Para presidente do comitê, yuan desvalorizado afeta empregos nos EUA
Uma comissão da Casa dos Representantes (deputados federais) americana aprovou nesta sexta-feira um projeto de lei que abre caminho para que o país imponha taxas sobre produtos importados de países com moedas subvalorizadas.
Caso passe a vigorar, a mudança puniria a China, acusada pelos Estados Unidos de manter a sua moeda, o yuan, desvalorizada para que as exportações chinesas cheguem aos mercados internacionais com preços mais baixos.
A lei prevê que as indústrias americanas que provarem ter sido “materialmente prejudicadas” por importações da China poderão requisitar a taxação desses bens.

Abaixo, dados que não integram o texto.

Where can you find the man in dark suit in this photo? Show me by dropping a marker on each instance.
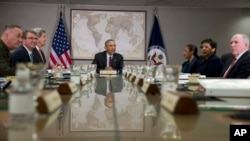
(109, 59)
(238, 66)
(38, 55)
(23, 54)
(10, 40)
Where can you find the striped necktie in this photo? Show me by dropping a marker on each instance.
(110, 61)
(31, 57)
(40, 52)
(229, 68)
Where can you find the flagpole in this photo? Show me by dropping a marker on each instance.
(155, 11)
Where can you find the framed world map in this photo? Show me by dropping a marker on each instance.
(91, 28)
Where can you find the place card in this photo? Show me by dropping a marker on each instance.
(82, 81)
(138, 81)
(75, 79)
(179, 102)
(132, 78)
(110, 72)
(49, 102)
(150, 88)
(67, 88)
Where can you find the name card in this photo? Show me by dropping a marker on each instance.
(138, 81)
(75, 79)
(114, 72)
(129, 75)
(67, 88)
(44, 122)
(179, 102)
(82, 81)
(132, 78)
(149, 88)
(49, 102)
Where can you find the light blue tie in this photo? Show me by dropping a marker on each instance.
(31, 57)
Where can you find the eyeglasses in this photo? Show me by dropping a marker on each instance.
(32, 38)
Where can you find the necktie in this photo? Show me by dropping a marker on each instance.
(40, 52)
(229, 68)
(110, 61)
(31, 57)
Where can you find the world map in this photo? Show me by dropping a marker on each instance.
(90, 30)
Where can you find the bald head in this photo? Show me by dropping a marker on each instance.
(11, 36)
(239, 43)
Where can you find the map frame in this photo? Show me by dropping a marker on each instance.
(132, 49)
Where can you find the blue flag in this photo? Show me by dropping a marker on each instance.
(156, 50)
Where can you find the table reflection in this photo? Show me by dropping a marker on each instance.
(125, 115)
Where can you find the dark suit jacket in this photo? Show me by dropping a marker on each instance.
(116, 85)
(225, 57)
(241, 69)
(101, 61)
(5, 61)
(36, 56)
(20, 55)
(211, 67)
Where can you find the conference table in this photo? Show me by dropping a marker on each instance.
(133, 116)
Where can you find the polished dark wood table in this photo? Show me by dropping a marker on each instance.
(131, 116)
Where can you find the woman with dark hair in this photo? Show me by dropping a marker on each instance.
(191, 65)
(210, 65)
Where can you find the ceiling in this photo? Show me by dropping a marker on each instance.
(169, 3)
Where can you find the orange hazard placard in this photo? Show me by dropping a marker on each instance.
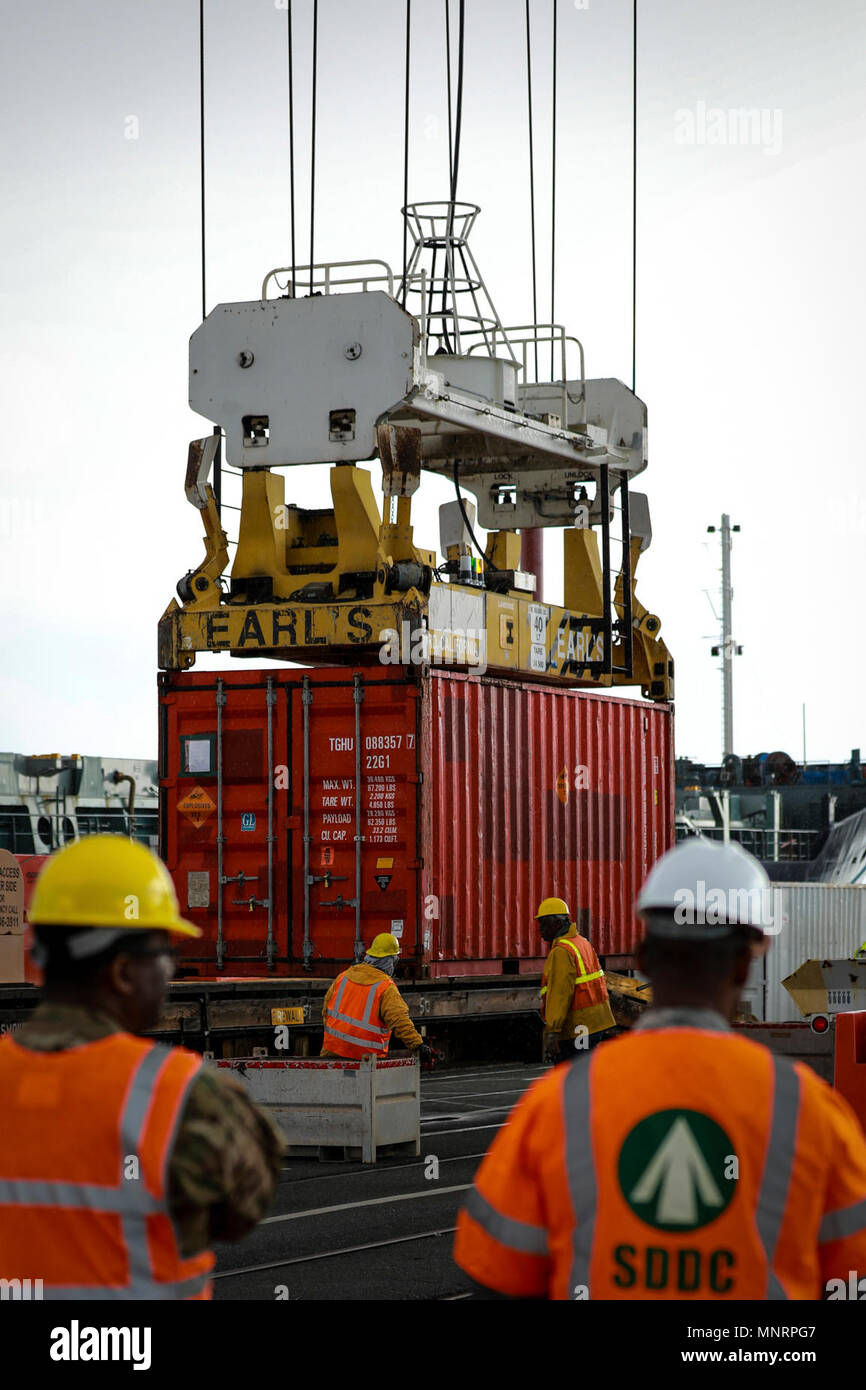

Com o aval da Comissão de Meios e Recursos, o texto agora será votado na próxima semana pelos outros legisladores da Casa. Para se tornar lei, ele também terá de ser aprovado pelo Senado e ser sancionado pelo presidente Barack Obama.
‘Manipulação’
Em discurso que precedeu a aprovação da medida, o presidente da Comissão, Sander Levin, disse que a “persistente manipulação pela China da sua moeda é uma grande distorção no mercado internacional”.
“A política monetária chinesa tem grande impacto nos negócios americanos e nos empregos americanos”, afirmou Levin, congressista do Partido Democrata, o mesmo de Obama.
Ele disse que a aprovação ocorreu após anos de discussão em fóruns multilaterais e após todos os esforços para resolver a questão falharem.
Levin defendeu que a política monetária chinesa tem efeitos protecionistas equivalentes à aplicação de subsídios, e que o projeto de lei está em acordo com decisões da Corte de Recursos da OMC (Organização Mundial do Comércio).
Obama e Wen
A decisão do comitê ocorreu um dia após o presidente Barack Obama se reunir com o premiê chinês, Wen Jiabao, para pressioná-lo a valorizar o yuan. A China tem tido superávits cada vez maiores nas transações comerciais com os Estados Unidos.
Em junho, o governo chinês cedeu a apelos e abandonou uma taxa de câmbio fixa em relação ao dólar. Desde então, o banco central só permitiu que a moeda se valorizasse 1,9%.
Antes de se reunir com Obama, porém, Wen afirmou que a taxa de câmbio não era a principal razão para o déficit comercial dos Estados Unidos com a China.
Segundo ele, se o yuan fosse valorizado entre 20% e 40%, como querem os Estados Unidos, várias empresas chinesas quebrariam.
Na semana passada, o secretário americano do Tesouro, Tim Geithner, disse ao Congresso que o governo buscava formas de mudar a postura dos chineses sobre o tema.